To optimize the reach and implementation of Fit for Life, we integrated input from physical therapists and eligible Veterans in a form of co-design that informed our quality improvement activities. The lack of co-design approaches to inform strategies and program modifications in real time remains a gap in the rehabilitation literature (Jesus et al., 2023). Consequently, there is limited guidance for new programs on how to capture and act on the experiences shared by individuals delivering or receiving health care services. Thus, we sought to initiate action based on feedback from key informants (physical therapists, Veterans) to enhance the reach and implementation of Fit for Life. Future work will integrate more formal co-design strategies and evaluate the impact of iterative changes to identify enablers, barriers, and unintended consequences.

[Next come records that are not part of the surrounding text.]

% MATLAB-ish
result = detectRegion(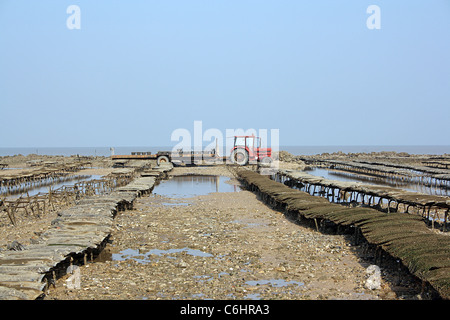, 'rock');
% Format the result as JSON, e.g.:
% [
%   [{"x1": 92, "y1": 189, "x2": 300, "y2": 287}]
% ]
[
  {"x1": 365, "y1": 264, "x2": 381, "y2": 290},
  {"x1": 6, "y1": 240, "x2": 25, "y2": 251}
]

Findings from this project support the feasibility of group telerehabilitation as an option for care delivery. Such an approach is clinically relevant, especially for patients who are immunocompromised, have limited mobility, or live in rural areas because telerehabilitation can help maintain health and safety and improve access to services. Participants had positive experiences and demonstrated clinically meaningful improvements in functional ability following Fit for Life. The largest barrier to the success of the Fit for Life program was the small number of Veterans reached and who participated. This could be addressed by creating greater awareness and visibility of the program to Veterans, physical therapists, and other referring providers, and by partnering with other clinical programs (e.g., cancer rehabilitation, inpatient rehabilitation units).
Limitations
There were some limitations to our quality improvement project. First, we were unable to objectively evaluate clinical effectiveness of the program due to the lack of a standardized clinical assessments. Future quality improvement projects or research studies should evaluate program effectiveness by standardizing outcome measures across inpatient and outpatient rehabilitation care. Despite limitations in fully evaluating effectiveness, our large health care system is invested in evaluating this program further. A second limitation is the constrained evaluation on how adaptations to the program and referral processes influenced implementation outcomes. Finally, because all study participants were male, the results of this project may not be generalizable to other populations. As a quality improvement project, the results are not generalizable to other healthcare systems. However, this project serves as an exemplar for how to develop, implement, evaluate, and continually adapt a group telerehabilitation program.
Conclusions
This quality improvement project evaluated the reach, effectiveness, and implementation of the Fit for Life group telerehabilitation program. Findings included salient barriers to participation and the referral process. Our co-design approach facilitated shareholder-identified solutions and practical adaptions to improve access to the Fit for Life program. Fit for Life can address gaps in rehabilitation for vulnerable populations (e.g., rural patients) and, thereby, contribute to post-pandemic efforts to recreate new, more flexible, patient-centered healthcare systems.